È per questo motivo che il Cese, in collaborazione con il Sustainable Development Solutions Network, ha elaborato 10 priorità essenziali per le istituzioni comunitarie in vista della prossima legislatura al via dopo le elezioni europee del 6-9 giugno. “Nel giugno 2024 i cittadini non solo eleggeranno il nuovo Parlamento Europeo e tracceranno la strada per la formazione della prossima Commissione Europea, ma getteranno anche le basi per il futuro dell’Ue e del suo ruolo globale fino al prossimo decennio“, si legge nella dichiarazione congiunta fornita alla stampa, che richiama partiti politici in campagna elettorale e futuri leader Ue alle proprie “responsabilità storiche”. In particolare si tratta di “intraprendere azioni decisive prima del 2030” per evitare “punti di svolta irreversibili dal punto di vista ambientale e sociale” e per “mantenere la possibilità di raggiungere gli obiettivi globali”, tra cui l’Agenda degli obiettivi di sviluppo sostenibile.
“A metà percorso nessuno dei 17 obiettivi di sviluppo sostenibile è sulla buona strada per essere raggiunto a livello globale entro il 2030, l’85 per cento è in declino o mostra progressi molto limitati”, è l’avvertimento che introduce le “10 azioni prioritarie per questo European Deal for the Future” rivolte a tutti i partiti politici, ai prossimi Parlamento e Commissione Ue, al Consiglio Europeo e agli Stati membri. In primis la necessità di ridurre “significativamente” il rischio di povertà ed esclusione sociale dei cittadini europei, e di raddoppiare gli sforzi per raggiungere l’azzeramento delle emissioni nell’Ue entro il 2050, “con importanti progressi entro il 2030”. In Europa devono essere rafforzate le autorità regionali e locali nel raggiungimento degli obiettivi di sviluppo sostenibile e deve essere sostenuta la trasformazione “verso un sistema commerciale sostenibile”.

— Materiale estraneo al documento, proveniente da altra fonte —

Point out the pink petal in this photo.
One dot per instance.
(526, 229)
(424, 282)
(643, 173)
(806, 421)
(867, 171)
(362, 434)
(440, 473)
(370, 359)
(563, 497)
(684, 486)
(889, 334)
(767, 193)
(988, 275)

Per la diplomazia sugli obiettivi di sviluppo sostenibile si potrà fare leva sul Team Europe e sul formato Onu, rafforzando il “ruolo multilaterale dell’Europa” nella riforma dell’architettura finanziaria globale e rifocalizzando i partenariati internazionali Ue “verso una cooperazione di trasformazione reciproca”. Andranno mobilitati i mezzi finanziari per le trasformazioni per un futuro sostenibile e istituzionalizzata l’integrazione degli Sdg “nella pianificazione strategica, nel coordinamento macroeconomico, nei processi di bilancio, nelle missioni di ricerca e innovazione e in altri strumenti politici”. Infine viene richiesta la creazione di “nuovi meccanismi permanenti per un impegno strutturato e significativo” con la società civile – “compresi i giovani” – e all’interno del Parlamento Europeo.